Suddenly, the long, straight path through the land of the dead turned into a road along the Colorado river. Broad and brown, the water was running pretty fast.

One of the reasons that I bought this particular bike is that it has a great sound system. I can control my Spotify app through the bikes entertainment system, and I have a playlist for biking trips that is (currently) 40 hours long. I love having some good rockin’ music to accompany my rides, and as I neared the Colorado river, the Doors song, “Riders on the Storm”, started playing. The weather had been overcast for a while, but literally as the song started, so the rains began.

Big, heavy and intermittent drops splashed me in the face. I didn’t mind as it was cooling, and didn’t last very long. The road alongside the river turned into a canyon, with the walls swiftly rising until they were hundered of feet high on both sides. The river did not run straight, and the road and rock walls meandered for miles, creating amazing views and giving a stunning sense of the work a river has to do over millions of years to carve a pathway out of the stone. The rock is red and obviously rich with iron, and the afternoon sun lit the walls in wonderful contrasting highlights.
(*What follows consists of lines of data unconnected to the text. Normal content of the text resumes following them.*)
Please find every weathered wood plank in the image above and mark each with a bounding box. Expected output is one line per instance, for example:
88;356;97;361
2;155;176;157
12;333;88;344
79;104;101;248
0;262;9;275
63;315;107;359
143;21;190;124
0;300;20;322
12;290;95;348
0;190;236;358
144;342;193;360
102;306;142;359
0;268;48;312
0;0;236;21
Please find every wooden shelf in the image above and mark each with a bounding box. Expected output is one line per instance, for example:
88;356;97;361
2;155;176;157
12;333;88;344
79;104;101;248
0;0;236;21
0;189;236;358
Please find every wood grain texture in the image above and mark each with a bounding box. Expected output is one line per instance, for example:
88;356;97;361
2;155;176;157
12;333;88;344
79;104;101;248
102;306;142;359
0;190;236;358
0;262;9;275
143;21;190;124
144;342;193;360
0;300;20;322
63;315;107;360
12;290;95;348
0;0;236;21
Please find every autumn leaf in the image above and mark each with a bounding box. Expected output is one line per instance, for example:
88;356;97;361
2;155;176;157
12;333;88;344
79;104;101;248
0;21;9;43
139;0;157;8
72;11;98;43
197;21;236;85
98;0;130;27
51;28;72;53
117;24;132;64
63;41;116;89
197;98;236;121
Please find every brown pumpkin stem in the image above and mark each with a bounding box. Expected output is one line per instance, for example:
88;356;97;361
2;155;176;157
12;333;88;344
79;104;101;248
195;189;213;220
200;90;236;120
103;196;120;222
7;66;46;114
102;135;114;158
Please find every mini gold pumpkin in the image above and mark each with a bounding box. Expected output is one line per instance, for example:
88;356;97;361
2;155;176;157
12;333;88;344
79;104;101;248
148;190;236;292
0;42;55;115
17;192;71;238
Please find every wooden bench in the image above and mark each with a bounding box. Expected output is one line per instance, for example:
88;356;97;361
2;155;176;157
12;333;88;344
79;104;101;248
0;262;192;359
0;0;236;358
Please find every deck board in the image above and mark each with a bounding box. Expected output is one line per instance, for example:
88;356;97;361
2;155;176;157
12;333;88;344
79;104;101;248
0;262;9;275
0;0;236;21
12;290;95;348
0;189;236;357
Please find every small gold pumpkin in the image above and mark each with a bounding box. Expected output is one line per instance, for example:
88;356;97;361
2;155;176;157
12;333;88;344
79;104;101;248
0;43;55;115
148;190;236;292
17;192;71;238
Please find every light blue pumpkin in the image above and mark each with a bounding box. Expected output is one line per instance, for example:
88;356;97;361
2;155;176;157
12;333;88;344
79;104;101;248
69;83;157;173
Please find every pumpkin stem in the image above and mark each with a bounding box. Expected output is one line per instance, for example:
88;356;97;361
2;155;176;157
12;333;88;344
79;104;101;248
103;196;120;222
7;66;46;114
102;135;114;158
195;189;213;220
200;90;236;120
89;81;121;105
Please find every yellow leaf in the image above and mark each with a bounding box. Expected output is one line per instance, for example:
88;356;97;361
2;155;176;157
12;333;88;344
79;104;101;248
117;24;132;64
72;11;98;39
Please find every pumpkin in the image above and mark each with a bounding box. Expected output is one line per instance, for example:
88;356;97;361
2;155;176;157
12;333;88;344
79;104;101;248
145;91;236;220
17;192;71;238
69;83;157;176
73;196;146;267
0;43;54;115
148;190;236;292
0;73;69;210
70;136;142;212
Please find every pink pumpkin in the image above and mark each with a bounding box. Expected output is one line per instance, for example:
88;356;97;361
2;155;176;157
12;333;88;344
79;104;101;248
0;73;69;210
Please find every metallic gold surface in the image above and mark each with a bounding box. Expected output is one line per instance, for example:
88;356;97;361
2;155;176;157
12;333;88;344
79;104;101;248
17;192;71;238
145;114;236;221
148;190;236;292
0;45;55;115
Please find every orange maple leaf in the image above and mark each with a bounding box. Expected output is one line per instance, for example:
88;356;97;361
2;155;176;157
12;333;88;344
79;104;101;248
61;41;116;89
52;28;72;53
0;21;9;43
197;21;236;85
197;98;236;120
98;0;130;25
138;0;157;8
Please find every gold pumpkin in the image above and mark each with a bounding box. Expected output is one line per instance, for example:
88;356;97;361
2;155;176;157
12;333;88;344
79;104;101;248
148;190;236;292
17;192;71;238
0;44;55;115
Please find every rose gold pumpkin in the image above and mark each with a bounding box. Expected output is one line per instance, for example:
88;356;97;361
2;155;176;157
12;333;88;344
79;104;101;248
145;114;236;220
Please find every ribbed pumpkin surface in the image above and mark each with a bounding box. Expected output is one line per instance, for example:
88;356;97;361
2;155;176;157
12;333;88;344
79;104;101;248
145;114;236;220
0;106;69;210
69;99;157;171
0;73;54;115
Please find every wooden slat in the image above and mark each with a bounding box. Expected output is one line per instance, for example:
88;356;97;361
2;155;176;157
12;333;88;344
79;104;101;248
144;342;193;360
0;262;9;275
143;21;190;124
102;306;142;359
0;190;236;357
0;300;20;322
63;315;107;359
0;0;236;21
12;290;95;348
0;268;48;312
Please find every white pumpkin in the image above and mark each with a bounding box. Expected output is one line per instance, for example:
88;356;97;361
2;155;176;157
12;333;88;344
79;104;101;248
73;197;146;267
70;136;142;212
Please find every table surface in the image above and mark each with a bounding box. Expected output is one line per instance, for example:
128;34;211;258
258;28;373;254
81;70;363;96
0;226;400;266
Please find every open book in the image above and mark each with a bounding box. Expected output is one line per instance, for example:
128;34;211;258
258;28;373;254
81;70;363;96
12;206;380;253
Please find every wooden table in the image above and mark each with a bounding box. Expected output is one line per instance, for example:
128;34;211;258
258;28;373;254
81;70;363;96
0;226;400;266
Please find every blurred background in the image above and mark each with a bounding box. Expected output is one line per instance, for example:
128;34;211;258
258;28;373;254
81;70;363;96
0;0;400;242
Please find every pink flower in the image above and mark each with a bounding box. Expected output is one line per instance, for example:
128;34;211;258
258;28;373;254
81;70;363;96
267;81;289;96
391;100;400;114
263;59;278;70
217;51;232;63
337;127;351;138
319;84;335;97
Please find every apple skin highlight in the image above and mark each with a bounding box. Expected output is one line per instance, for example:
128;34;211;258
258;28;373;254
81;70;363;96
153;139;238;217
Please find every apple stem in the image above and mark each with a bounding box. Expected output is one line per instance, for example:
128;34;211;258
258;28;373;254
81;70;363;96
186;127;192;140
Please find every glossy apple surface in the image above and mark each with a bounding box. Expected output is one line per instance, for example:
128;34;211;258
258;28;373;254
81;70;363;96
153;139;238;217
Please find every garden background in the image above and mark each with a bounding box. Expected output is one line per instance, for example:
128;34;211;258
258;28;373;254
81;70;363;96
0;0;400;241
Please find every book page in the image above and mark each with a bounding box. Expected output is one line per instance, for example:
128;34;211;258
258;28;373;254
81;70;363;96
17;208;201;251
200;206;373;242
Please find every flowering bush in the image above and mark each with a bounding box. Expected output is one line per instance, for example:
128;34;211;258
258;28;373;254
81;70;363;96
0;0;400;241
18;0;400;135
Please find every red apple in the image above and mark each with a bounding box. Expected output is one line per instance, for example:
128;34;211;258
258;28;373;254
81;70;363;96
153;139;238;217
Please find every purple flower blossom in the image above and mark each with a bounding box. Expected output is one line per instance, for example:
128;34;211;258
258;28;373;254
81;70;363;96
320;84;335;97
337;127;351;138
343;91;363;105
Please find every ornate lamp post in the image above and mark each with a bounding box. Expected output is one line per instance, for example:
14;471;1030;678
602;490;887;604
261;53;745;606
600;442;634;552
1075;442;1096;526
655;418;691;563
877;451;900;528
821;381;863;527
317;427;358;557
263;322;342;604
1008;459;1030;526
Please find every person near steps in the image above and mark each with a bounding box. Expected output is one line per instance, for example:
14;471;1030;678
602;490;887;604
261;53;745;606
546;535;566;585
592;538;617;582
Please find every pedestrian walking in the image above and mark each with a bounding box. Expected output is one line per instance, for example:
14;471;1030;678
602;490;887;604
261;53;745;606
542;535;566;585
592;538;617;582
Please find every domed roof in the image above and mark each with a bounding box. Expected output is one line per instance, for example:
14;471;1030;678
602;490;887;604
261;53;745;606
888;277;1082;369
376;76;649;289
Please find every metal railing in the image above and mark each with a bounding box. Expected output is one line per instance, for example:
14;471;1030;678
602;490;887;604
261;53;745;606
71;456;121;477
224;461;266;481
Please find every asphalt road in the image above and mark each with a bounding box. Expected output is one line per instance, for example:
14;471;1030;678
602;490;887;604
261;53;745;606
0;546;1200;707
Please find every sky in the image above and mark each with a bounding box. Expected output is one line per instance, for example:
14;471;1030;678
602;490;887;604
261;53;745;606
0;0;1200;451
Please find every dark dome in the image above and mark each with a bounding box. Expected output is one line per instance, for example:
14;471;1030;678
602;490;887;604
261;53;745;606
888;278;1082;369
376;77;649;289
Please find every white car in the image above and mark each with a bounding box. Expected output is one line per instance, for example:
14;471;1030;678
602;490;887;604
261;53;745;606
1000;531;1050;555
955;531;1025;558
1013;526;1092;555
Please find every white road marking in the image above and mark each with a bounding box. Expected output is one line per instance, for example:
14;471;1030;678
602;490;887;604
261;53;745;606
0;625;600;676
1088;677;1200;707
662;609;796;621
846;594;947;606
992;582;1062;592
Eventually the canyon opened up, and brought me to scenery that was straight out of a traditional Western movie. High Mesa rocks with carved fingers and steep walls contrasted with a broody sky. I had to stop and just take in the expanse and alien nature of the beauty beholden. Once more, words are not sufficient.

About 25 miles along more windy river canyon road brought me to Moab. It is a well developed town, serving the needs of the many many people who come for the scenery and outdoor activities that the area provides. The obligatory fuel stop preceded arriving at the nights budget hotel. A few folk were milling around outside the office, and informed me that they had been there for an hour, and could not find anyone to check them in. We waited about 20 minutes, while I continued to melt in my riding gear, at which stage I called the online travel site I use for my bookings, and had them cancel the hotel reservation and find me an alternative nearby.

The aforesaid establishment was a 1 star hotel in the middle of Moab – well located, and (as I explained yesterday) not expected to provide much in the way of comforts and facilities. Serendipity would have it that the alternative that the agency found me, which was two blocks away, was a well appointed 3-star place, complete with swimming pool. I was feeling much like a boiled lobster by the time I checked in, so I threw my gear into my (pretty nice) room, and headed to the pool, where I cooled off and floated happily for half an hour.

Across the road is a Smokehouse, so a nice meal of BBQ’d ribs, coleslaw and fried was accompanied by a large frozen margarita. A great end to a wonderful day. I am very ready for bed, so g’night y’all. See you tomorrow.